The classic example: finding duplicated words.

\b(\w+)\s+\1\b

\b        word boundary
(\w+)     capture a word into group 1
\s+       one or more whitespace characters
\1        match the SAME TEXT that group 1 captured
\b        word boundary

Test it:

echo "the the quick brown fox fox jumped" | grep -oP '\b(\w+)\s+\1\b'

Output:

the the
fox fox

The \1 matched the SPECIFIC word that (\w+) captured on that pass. With named groups, use \k<name> instead of \1:

\b(?<word>\w+)\s+\k<word>\b

Matching Paired Tags

Another real use of backreferences: matching HTML-style paired tags.

<(\w+)>.*?</\1>

Captures the tag name, then requires the closing tag to match.

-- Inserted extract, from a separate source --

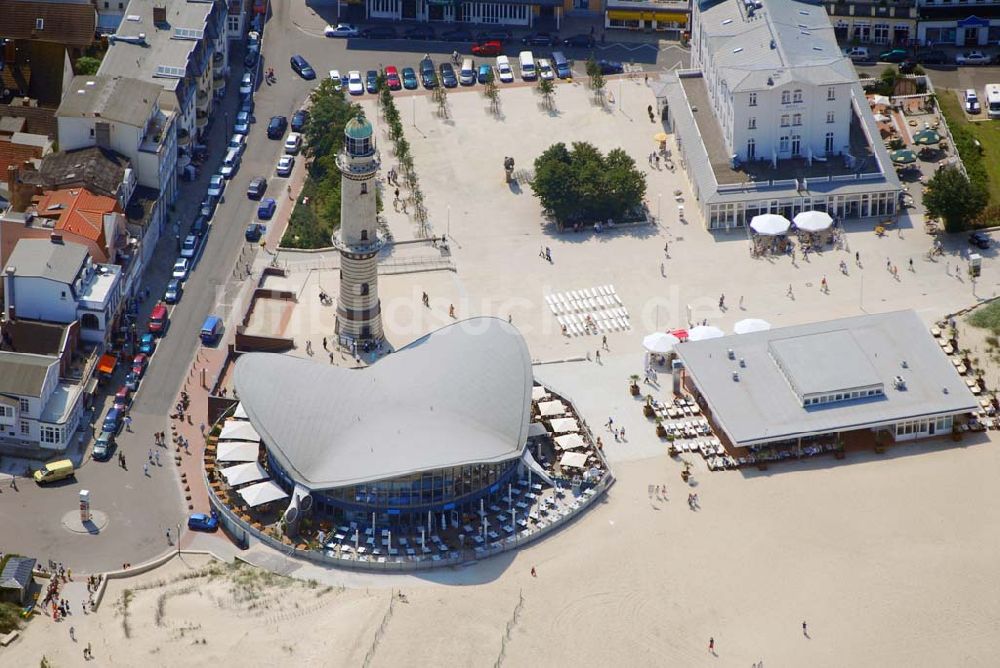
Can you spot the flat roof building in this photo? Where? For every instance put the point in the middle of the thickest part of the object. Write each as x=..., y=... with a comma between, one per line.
x=879, y=372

echo '<b>bold text</b> and <i>italic</i>' | grep -oP '<(\w+)>.*?</\1>'

Output:

<b>bold text</b>
<i>italic</i>

Properly paired tags only. Mismatched tags like <b>text</i> correctly don't match.

Nested Group Numbering

Here's a gotcha. Nested groups are numbered by where their OPENING parenthesis appears, reading left to right.

((a)(b(c)))

Count the opening parens:

Position 1:  (           -> Group 1 captures: abc
Position 2:    (         -> Group 2 captures: a
Position 3:      (       -> Group 3 captures: bc
Position 4:        (     -> Group 4 captures: c

Verify it:

echo "abc" | perl -ne 'if (/((a)(b(c)))/) {
  print "Group 1: $1\n";
  print "Group 2: $2\n";
  print "Group 3: $3\n";
  print "Group 4: $4\n";
}'

Output:

Group 1: abc
Group 2: a
Group 3: bc
Group 4: c

A practical case: parsing a function call with (\w+)\((\w+),\s*(\w+)\) gives you groups 1/2/3 for name, arg1, arg2. Wrap the whole thing in an outer group and everything shifts up by one because the new outer paren becomes group 1. Named groups avoid this completely because names don't shift when you add or remove parens.

Putting It Together

Parse an Apache access log line with named captures:

(?<ip>\d+\.\d+\.\d+\.\d+) - - \[(?<date>[^\]]+)\] "(?<method>\w+) (?<path>\S+) \S+" (?<status>\d{3}) (?<size>\d+)

Against:

192.168.1.50 - - [19/Feb/2026:14:30:00 +0000] "GET /api/users HTTP/1.1" 200 1534

This pulls out IP, date, HTTP method, path, status code, and response size, all as named captures you can reference individually. Compare that to six numbered groups where you'd have to count and remember which number is which.

Named captures turn regex from a write-only language into something your future self can actually read.